If you ask most property directors what their EV strategy is, they will describe a hardware plan. How many chargers. Which manufacturer. Which parking levels. What the installation timeline looks like. It is a reasonable answer to a question that is being asked slightly wrong.
The chargers are the visible part. The strategy that actually determines whether electrification creates value or costs money is invisible, and most commercial real estate operators have not built it yet.
Let me explain what I mean.
A charger is a delivery mechanism. It moves electricity from the grid into a vehicle. That function is straightforward and the hardware market for it is well developed. Dozens of manufacturers make reliable, well-designed charging equipment across every power level a commercial building might need. Choosing between them is largely a procurement decision.
What happens after the charger is installed is an operational decision. And that is where the real complexity lives.

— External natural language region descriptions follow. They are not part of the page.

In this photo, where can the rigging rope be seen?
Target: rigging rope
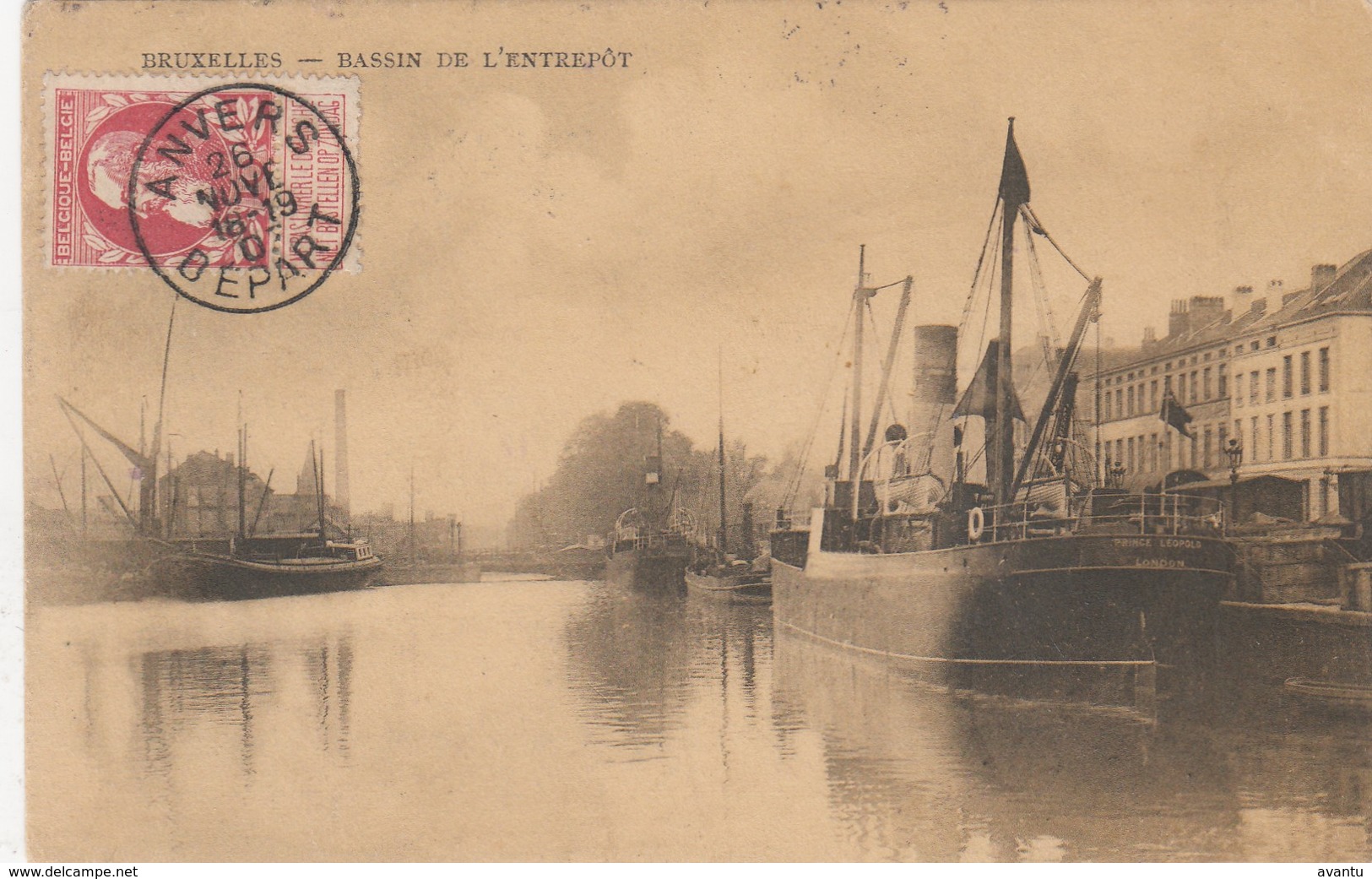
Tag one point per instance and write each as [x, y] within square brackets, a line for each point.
[1038, 226]
[794, 486]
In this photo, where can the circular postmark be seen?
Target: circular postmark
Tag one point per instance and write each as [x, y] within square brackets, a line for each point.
[245, 197]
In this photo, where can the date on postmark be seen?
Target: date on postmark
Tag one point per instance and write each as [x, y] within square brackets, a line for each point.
[241, 195]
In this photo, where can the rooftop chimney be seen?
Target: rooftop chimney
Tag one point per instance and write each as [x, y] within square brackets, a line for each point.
[1321, 276]
[340, 483]
[1207, 310]
[1179, 320]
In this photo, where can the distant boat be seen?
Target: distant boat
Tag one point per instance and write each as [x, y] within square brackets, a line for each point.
[279, 564]
[717, 572]
[649, 549]
[1331, 694]
[456, 568]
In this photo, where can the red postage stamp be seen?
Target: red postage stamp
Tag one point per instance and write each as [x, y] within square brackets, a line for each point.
[193, 175]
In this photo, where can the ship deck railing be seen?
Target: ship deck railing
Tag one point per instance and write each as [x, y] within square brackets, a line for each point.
[1147, 513]
[649, 542]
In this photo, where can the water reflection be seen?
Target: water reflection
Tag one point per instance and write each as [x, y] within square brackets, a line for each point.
[574, 722]
[224, 687]
[932, 775]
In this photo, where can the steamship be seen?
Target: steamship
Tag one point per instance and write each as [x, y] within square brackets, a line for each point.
[1042, 579]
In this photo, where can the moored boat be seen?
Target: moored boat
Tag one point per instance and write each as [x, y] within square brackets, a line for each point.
[1043, 580]
[272, 565]
[715, 572]
[1331, 694]
[651, 546]
[248, 572]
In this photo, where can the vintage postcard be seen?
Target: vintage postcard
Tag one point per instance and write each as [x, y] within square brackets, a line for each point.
[615, 431]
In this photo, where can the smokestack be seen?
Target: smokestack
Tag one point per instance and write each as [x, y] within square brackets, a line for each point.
[936, 391]
[340, 483]
[1321, 276]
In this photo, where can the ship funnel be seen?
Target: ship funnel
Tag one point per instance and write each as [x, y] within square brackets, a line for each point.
[936, 393]
[936, 365]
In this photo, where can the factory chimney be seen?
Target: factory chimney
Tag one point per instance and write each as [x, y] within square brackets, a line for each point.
[340, 481]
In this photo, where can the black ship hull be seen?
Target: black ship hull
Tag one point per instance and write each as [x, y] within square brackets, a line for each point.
[1049, 616]
[647, 569]
[750, 589]
[220, 578]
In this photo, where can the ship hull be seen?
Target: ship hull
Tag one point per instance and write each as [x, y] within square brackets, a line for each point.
[217, 578]
[1044, 615]
[647, 569]
[751, 589]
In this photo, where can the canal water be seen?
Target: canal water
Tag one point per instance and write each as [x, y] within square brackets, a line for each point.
[549, 720]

The moment charging infrastructure becomes part of a building’s energy environment, the building’s load profile changes permanently. It becomes more variable, more behavioral, and more sensitive to patterns that nobody was tracking before. When do tenants arrive? How many vehicles charge simultaneously on a Monday versus a Thursday? What happens to building load during peak occupancy when the lifts, HVAC, and eight charging sessions are all running at full capacity?

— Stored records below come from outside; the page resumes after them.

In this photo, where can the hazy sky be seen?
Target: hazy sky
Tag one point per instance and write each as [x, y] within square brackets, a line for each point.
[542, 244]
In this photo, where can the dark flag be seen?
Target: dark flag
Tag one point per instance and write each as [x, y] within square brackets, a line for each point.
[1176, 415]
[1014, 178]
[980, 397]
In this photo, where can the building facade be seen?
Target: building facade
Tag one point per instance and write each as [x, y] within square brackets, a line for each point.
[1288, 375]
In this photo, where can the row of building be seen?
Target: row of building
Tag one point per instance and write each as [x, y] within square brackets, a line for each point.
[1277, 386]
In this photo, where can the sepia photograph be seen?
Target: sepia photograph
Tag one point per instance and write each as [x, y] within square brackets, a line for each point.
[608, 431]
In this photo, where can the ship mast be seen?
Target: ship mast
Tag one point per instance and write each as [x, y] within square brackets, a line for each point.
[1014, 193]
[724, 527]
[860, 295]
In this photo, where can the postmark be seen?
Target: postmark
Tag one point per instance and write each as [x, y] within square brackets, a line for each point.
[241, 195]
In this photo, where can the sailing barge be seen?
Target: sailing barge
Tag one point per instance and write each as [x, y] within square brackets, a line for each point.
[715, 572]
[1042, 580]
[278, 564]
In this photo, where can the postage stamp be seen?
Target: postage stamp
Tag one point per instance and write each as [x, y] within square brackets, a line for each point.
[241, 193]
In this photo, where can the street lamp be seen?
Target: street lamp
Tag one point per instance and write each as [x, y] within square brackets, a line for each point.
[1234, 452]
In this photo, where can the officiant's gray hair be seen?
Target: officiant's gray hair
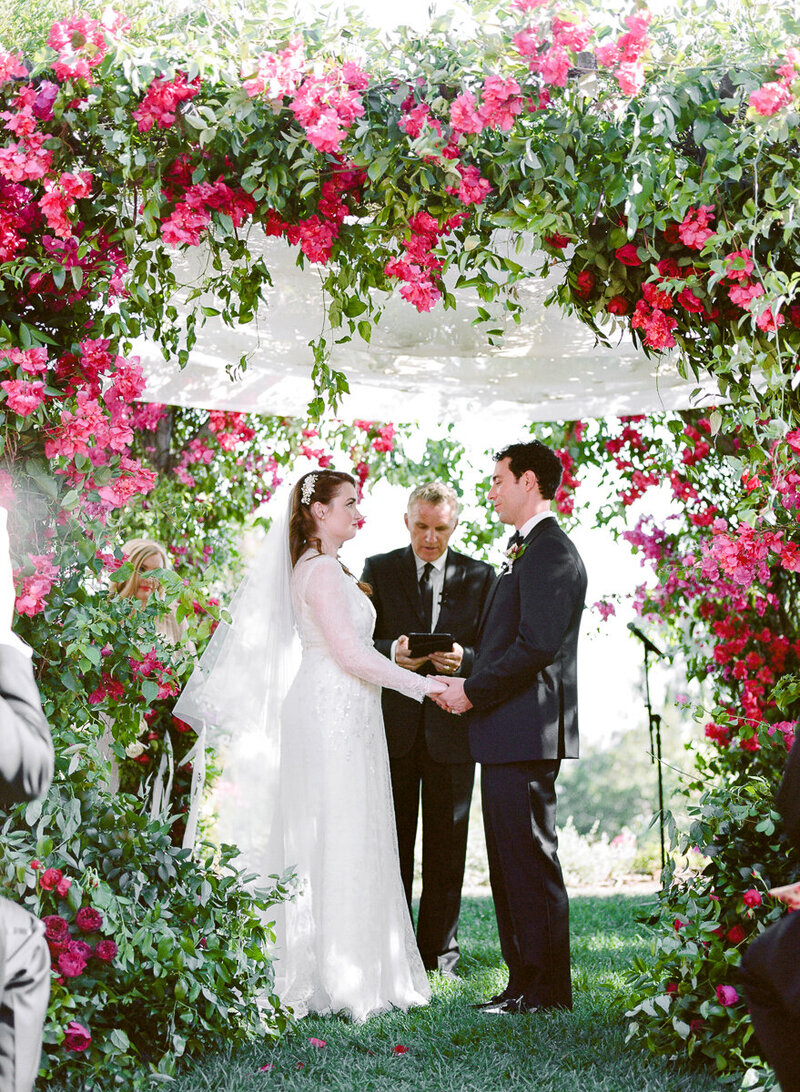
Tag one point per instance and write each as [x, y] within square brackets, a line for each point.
[436, 493]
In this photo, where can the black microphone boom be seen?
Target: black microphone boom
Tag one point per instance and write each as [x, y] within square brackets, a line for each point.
[645, 640]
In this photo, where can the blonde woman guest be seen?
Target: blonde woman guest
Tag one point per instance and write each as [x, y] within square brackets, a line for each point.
[146, 555]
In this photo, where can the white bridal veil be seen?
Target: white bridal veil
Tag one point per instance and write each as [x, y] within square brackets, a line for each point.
[237, 691]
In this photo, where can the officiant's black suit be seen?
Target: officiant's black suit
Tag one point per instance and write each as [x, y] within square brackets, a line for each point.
[524, 689]
[427, 746]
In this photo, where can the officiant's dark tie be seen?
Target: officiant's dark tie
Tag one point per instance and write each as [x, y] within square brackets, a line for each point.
[426, 591]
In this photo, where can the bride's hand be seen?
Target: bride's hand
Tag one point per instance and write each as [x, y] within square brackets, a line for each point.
[789, 893]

These are not questions that charger manufacturers answer. They are not questions that traditional building energy management systems were built to ask. They exist in the gap between two industries that have never had a strong reason to coordinate until now.
That gap is expensive. Not dramatically, not all at once, but persistently. Month after month, in contracted capacity penalties and demand charges that accumulate quietly while everyone assumes the system is working as intended.
The property groups that are getting ahead of this are thinking about EV infrastructure the way they think about any other building system that affects operational cost. Not as a capital project with an installation date and a completion sign-off, but as an ongoing operational variable that needs to be actively managed.
That means asking different questions before the chargers go in. Not just how many and where, but what happens to our energy baseline when they run simultaneously. What is our contracted capacity headroom. What does our load profile look like during peak occupancy and how does charging demand interact with it.
And then asking the most important question of all: what system will manage that interaction intelligently once the chargers are live.
The buildings that answer that question before installation will spend the next five years optimizing. The buildings that answer it after the first unexpected energy bill will spend the next five years catching up.
The best EV strategy is not a charger specification. It is an energy intelligence decision. The hardware is just the beginning of that conversation.